The goal, Balascak said, will be to help teachers understand at-risk youth, and focus on looking at the root causes of behavioural problems.

“Punishing behaviour is kind of like treating symptoms instead of looking at the root,” she said.

“There’s a lot of techniques that really just adjust the symptom of the problem, but don’t get to the why,” she continued, adding that asking why is an important part of figuring out what’s causing difficulties for students.

“They’re acting this way: why is that? Well, they’re seeking attention: why is that? Well, it’s because this is happening at home,” she explained.

“You just keep asking why until you figure out what the root of it is.”

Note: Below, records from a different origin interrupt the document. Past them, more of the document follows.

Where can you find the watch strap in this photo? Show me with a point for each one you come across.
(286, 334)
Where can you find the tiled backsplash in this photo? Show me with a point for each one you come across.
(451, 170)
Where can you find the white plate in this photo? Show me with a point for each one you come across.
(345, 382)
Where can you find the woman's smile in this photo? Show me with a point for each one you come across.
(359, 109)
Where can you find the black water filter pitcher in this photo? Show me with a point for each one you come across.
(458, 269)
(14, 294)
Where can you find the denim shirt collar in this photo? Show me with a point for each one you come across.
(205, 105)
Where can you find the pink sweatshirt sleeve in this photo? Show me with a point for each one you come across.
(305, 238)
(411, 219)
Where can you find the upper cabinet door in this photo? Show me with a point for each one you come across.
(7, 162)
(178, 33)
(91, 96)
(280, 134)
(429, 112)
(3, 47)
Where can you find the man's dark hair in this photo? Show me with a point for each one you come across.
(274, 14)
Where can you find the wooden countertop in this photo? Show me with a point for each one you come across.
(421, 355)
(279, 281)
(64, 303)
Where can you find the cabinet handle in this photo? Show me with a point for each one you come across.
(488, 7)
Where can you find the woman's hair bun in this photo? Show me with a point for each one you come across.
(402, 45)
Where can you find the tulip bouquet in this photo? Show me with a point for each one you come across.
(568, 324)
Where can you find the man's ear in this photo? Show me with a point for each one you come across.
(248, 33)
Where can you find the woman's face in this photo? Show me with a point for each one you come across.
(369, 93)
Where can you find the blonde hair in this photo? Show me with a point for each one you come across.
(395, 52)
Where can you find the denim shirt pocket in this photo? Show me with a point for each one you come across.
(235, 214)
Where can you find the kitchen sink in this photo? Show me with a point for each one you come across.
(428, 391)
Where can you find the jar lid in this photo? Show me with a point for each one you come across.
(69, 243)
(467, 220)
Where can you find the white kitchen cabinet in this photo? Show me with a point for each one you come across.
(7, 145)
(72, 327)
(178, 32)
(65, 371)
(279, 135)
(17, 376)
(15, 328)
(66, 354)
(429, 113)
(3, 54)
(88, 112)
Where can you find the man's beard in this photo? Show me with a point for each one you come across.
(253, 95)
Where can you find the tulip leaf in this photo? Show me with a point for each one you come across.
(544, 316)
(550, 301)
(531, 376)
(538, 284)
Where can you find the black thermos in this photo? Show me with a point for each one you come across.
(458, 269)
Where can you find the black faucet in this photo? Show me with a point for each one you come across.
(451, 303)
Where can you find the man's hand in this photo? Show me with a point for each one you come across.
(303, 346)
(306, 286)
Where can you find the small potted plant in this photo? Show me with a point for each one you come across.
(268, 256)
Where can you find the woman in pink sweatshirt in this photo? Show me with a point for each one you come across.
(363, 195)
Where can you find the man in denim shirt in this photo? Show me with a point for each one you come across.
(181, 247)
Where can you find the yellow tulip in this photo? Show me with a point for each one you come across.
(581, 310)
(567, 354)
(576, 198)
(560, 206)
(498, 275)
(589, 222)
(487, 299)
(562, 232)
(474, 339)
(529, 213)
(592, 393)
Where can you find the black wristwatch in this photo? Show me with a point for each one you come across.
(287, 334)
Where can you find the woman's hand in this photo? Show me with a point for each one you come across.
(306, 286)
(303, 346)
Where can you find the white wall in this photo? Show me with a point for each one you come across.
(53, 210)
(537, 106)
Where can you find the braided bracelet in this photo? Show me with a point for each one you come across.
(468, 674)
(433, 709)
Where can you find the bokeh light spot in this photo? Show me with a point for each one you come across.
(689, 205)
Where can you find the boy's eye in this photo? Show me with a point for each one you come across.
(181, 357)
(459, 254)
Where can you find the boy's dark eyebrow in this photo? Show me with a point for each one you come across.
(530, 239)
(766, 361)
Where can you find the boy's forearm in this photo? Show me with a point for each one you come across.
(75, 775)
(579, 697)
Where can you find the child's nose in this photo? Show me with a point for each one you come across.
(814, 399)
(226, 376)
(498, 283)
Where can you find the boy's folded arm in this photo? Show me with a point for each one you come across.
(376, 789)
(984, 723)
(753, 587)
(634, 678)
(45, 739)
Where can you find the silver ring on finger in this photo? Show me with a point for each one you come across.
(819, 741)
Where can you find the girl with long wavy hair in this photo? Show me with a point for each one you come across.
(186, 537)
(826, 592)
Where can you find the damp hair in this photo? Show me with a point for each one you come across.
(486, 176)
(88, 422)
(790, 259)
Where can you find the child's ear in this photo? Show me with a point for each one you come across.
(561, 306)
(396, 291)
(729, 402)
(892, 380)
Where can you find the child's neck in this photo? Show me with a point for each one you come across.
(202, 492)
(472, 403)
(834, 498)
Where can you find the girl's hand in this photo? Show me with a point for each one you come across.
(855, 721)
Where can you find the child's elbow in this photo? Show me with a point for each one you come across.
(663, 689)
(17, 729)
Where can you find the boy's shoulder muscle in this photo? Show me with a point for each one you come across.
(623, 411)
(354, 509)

Students in Balascak’s class will be spending much of the 9-day course learning about mental health issues and the resulting behaviours, as well as techniques to increase self-esteem and help students cope.

But importantly, they will also be hearing from ACE students, both former and current.

“I can get up and tell them, and say ‘Well a student said this, or a student told me that’,” Balascak said. “But it doesn’t have the same impact.”

Nick Riemersma, 16, is the one current ACE student speaking at the course. (He’ll be joined by graduates Emma Potts and Ivy Blake, although Blake will be appearing via video.)

For him, the course is an opportunity to have teachers learn how they can best interact with students like him.

“It doesn’t matter more about the studying, it’s more about how truthful it is, in the end,” he said. “Because up-and-coming teachers, really, they do need to know what to do and what not to do.”

For Riemersma, teachers who would push him out of the class group found him much more difficult to work with.

“When I was in school, I used to get in trouble and they were always pushing me out of the group. It felt like they didn’t like me or something like that,” he said. “So then I usually went more the opposite than anything, so that made me rebel more.”

This year’s course, titled “Overcoming behaviour issues by understand the causes,” is expected to have about 30 teachers taking part, Balascak said. She hopes it will run again at UBC’s Okanagan campus next year as well.

“It will be up to UBC,” she said. “As I get older, the more I can reach out and teach teachers how to understand these kids, the better I think it will be.”